On Why Her Family Came To New York:
This was a place of opportunity and a place to be able to be free; there was a lot of anti-Semitism in Russia at that time and there were lots of edicts and promulgations when my grandfather came here that were directed against Jews in Russia. This was obviously early 1900s, pre-Stalin and pre-Communism, so there was a czar that reigned. And it was a new sense of freedom; they could practice their religion; they could say what they wanted to say without being afraid of being either attacked by the authority or by organized peasants who were often unleashed, and unleashed their dogs, on Jews, who were the victims of great persecution. So coming here with the openness, the democracy, with opportunity, and having rights to do all kinds of business if you wanted to was a very, very important thing . . . People feel that this is a place they'll be accepted and they'll be able to function and work and raise their kids and that it's a democracy. Many people come from countries where there is very little freedom, little democracy, lots of persecution, and very little opportunity. All of those are factors that cause people to come here.

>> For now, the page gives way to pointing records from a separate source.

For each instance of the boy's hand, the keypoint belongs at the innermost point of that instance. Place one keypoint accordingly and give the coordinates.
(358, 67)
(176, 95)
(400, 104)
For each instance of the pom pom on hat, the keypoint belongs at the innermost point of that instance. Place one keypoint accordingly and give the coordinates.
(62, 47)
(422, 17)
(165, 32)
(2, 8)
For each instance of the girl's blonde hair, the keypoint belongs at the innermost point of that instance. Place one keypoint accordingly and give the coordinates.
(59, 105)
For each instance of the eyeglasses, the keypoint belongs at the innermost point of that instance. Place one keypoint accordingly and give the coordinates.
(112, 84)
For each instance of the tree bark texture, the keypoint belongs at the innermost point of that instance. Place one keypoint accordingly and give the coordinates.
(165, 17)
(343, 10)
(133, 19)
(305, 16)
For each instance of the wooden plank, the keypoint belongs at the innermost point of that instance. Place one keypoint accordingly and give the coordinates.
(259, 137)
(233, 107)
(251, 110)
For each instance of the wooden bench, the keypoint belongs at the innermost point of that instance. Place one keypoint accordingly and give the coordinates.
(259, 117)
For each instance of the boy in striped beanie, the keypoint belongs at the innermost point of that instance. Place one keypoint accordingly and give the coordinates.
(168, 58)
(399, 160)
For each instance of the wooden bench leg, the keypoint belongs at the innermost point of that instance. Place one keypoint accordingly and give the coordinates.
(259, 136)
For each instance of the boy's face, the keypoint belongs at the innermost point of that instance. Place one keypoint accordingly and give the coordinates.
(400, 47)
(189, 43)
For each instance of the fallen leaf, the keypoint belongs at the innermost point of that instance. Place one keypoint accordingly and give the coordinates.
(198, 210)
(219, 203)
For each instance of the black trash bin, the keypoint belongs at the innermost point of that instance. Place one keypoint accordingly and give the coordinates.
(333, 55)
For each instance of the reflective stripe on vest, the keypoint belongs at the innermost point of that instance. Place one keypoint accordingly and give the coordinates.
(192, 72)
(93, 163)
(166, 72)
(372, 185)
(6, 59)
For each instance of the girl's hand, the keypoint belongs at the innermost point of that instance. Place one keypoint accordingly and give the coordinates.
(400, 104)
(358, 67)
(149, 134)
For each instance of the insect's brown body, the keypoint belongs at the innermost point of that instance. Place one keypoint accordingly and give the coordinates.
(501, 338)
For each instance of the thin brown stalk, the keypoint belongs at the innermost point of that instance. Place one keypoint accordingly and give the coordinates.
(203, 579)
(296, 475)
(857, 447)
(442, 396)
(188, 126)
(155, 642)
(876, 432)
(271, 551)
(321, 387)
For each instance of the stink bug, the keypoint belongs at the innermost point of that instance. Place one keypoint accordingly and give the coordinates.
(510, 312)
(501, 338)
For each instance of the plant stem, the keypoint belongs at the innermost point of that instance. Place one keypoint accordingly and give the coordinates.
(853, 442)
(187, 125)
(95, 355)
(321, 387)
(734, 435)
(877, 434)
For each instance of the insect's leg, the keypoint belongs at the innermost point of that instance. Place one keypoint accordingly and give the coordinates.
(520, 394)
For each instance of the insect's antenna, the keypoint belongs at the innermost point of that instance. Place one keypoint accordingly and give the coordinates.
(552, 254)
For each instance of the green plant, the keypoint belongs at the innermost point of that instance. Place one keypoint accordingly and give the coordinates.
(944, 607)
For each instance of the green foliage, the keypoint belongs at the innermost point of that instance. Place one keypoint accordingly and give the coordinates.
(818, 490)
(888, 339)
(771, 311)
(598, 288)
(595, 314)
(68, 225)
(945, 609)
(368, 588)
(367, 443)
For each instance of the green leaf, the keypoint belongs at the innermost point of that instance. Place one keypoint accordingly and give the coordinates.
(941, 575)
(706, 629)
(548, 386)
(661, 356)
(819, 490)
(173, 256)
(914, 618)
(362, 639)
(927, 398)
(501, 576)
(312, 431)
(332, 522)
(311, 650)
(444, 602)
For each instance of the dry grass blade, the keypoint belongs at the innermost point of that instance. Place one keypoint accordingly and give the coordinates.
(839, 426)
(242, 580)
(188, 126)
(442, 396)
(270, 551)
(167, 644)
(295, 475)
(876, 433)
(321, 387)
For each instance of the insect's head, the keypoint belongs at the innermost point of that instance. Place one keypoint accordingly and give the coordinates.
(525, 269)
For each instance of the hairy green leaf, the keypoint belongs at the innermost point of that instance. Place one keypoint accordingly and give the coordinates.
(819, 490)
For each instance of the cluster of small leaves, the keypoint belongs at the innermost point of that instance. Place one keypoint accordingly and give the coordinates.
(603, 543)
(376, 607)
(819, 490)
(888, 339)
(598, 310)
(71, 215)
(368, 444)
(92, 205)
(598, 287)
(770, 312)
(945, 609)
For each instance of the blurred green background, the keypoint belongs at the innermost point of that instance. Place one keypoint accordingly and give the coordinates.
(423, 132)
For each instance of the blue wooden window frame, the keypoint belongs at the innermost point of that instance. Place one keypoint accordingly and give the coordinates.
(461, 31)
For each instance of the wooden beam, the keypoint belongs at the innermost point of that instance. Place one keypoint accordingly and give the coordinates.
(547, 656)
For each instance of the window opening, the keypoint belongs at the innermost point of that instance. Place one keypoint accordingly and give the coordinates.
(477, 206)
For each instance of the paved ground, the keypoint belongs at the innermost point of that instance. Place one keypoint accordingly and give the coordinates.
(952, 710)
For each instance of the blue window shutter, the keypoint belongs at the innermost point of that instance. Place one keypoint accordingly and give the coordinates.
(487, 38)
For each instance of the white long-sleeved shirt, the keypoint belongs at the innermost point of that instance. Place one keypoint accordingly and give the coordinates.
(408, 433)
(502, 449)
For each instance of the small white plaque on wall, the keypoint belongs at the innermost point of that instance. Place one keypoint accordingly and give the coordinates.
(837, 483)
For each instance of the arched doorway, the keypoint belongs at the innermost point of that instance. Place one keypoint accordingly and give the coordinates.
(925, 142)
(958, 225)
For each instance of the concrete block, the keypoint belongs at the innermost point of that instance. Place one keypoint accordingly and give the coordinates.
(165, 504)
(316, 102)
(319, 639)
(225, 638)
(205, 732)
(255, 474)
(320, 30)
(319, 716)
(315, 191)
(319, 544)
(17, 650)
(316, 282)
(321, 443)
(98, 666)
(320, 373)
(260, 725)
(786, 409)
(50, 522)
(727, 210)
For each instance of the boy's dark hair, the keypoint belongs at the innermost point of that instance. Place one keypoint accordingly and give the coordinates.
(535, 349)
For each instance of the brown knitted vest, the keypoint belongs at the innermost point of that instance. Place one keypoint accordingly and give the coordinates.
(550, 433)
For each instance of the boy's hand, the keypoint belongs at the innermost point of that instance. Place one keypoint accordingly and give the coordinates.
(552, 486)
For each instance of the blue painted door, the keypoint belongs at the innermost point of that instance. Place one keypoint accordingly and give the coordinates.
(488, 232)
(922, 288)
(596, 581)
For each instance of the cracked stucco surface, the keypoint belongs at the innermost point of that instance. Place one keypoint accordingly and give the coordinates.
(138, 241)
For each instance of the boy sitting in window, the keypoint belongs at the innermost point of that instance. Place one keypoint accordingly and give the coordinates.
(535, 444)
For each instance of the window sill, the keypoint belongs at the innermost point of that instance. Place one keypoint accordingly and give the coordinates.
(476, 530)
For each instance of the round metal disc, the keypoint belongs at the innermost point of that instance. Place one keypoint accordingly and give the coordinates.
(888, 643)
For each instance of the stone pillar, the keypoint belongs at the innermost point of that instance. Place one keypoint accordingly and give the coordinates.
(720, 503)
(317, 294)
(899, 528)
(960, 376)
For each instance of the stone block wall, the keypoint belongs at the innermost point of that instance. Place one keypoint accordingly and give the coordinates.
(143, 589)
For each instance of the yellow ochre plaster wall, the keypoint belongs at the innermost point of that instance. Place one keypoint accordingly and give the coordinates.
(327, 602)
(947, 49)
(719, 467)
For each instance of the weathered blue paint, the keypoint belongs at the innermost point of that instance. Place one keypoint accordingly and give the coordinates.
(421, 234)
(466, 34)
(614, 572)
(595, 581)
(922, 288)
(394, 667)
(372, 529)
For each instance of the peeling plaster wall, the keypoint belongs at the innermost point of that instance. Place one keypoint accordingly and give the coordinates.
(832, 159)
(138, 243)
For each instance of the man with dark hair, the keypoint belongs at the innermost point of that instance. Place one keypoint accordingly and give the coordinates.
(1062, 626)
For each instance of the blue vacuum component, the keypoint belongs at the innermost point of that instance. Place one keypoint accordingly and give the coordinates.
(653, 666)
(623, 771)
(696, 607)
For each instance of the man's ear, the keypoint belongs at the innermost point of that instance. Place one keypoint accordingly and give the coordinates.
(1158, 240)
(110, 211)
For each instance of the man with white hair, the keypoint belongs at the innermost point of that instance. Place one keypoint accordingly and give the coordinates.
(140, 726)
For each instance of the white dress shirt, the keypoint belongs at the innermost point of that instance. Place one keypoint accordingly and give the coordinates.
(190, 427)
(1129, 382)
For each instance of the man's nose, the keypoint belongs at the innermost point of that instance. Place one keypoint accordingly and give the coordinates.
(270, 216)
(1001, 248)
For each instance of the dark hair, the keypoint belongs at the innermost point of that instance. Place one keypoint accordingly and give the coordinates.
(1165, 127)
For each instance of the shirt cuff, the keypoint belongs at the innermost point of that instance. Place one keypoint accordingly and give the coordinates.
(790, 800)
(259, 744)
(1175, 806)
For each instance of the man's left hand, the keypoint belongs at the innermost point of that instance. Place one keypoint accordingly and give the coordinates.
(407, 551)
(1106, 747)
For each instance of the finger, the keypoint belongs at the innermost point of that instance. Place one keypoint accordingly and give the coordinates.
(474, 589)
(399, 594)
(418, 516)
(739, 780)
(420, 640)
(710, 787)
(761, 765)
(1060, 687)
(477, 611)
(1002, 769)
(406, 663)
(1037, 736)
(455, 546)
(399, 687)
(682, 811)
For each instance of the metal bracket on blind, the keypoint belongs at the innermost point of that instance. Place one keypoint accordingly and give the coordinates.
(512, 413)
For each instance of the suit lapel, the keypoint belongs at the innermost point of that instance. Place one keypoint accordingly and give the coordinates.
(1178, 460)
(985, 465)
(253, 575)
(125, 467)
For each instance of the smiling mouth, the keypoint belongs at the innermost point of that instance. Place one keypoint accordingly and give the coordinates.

On New York As A Progressive City:
I think that New York is still considered to be a more forward-thinking city than other cities in the country -- including others on the east coast . . . There is a greater sense of fundamental freedom and justice and thoughts of liberty and equality in this city than probably any other place in the world . . . In the midst of confusion there's this strong beat of living -- people really living and people really struggling and people overcoming and people surviving. That's our great contribution: that we can do that in this city against overwhelming odds.

On Politics:
I come from the reform movement -- if there is such a movement in the Democratic Party. It has reflected a lot about New York that is interesting, and that reflected the need to have people get some jobs done that were not being done. Very often strong political figures were able to get jobs done, even though we may not like the paths that they took. Boss Tweed was a Boss and he did just that. At the same time he corrupted the institution and we're left with that, plus Tammany Hall -- we've continued that tradition until we finally developed a reform movement in this city, which was theoretically against patronage and having politicians being paid off for being just politicians in addition to their salaries. That was for a while a very effective movement because it was a strong movement which had the voice of the people behind it. It was a movement that opposed the war in Vietnam, that fought for child care, fought for economic and social improvement conditions, fought for transportation and for schools, and for support for the elderly and so on.

Photo: Timothy Greenfield-Sanders
(1920-1998) Bella Abzug was an attorney, author, lecturer, news commentator, and former U.S. Representative from New York. She was a lifelong activist in support of civil rights, equal rights for women, and disarmament, and in 1970 she became the first woman elected to Congress on a women's rights platform. In 1990, she co-founded an international advocacy network called the Women's Environment and Development Organization which represented the culmination of her lifelong career as public activist and stateswoman.